外鎌山山頂で西阿公に伝わる古いうた
 「桜井町史」827頁には以下の記述があります。
 西阿公(さいあこう)は最後におよんで、忍阪の外鎌山に大事な宝物を山頂の地中に埋めて討死したのだと云う。
 地中に埋められたのは西阿公が大切にしていた純金の鳥であった。
この鳥は西阿公が亡くなってからも、毎年、旧正月の早朝、一日だけ出て一声鳴くと云う。

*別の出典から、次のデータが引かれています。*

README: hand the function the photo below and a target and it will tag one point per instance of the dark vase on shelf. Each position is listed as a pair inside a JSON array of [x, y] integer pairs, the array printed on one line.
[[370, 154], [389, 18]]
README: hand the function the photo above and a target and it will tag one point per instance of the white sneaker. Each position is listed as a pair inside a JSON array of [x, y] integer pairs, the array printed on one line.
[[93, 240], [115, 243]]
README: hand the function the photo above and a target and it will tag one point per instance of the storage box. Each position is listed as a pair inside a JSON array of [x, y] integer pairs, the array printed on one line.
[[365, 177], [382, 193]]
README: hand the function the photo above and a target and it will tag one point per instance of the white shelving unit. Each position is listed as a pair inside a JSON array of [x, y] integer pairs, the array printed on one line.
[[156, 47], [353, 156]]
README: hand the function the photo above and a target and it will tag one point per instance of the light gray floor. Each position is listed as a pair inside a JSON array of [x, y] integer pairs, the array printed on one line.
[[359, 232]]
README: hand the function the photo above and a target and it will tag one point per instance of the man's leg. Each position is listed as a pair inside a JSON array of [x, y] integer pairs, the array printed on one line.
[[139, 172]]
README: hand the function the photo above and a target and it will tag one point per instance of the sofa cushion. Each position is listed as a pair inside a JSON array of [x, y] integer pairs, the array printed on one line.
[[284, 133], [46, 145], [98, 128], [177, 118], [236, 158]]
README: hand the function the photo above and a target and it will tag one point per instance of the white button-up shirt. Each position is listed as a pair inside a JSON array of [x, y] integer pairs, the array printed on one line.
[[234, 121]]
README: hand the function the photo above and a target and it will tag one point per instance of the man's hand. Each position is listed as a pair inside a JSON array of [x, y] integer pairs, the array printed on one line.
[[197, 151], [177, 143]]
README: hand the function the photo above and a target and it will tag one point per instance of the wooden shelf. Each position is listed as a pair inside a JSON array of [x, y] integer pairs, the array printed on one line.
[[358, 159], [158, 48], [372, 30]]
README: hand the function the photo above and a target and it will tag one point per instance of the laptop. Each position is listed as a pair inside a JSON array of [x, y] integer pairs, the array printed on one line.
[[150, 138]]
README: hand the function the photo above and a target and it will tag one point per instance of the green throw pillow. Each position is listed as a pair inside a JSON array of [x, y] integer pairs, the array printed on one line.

 そしてこの鳥の埋めた場所は、山頂にあった「うつぎ」という木の根元で、今も
「金(かね)欲しくば外鎌(とかま)の山の、三葉うつぎの根を堀りやせ」
と云う俚謡(りよう)がある。
 俚謡(りよう)とは民謡の同意語。明治から昭和20年代まで用いられたが、今日では死語となっている。「民間で歌い伝えられた歌、さとうた、俗謡」をいい、田舎(いなか)らしい唄(うた)、田舎の唄、都会のように洗練されていない唄などをさす語であった。        

          岡山文夫(桜井市観光ボランティア 朝倉台在住)

三つ葉ウツギは5~6月に、若枝の先に円錐形の、小さな白い花を複数つける。両性花。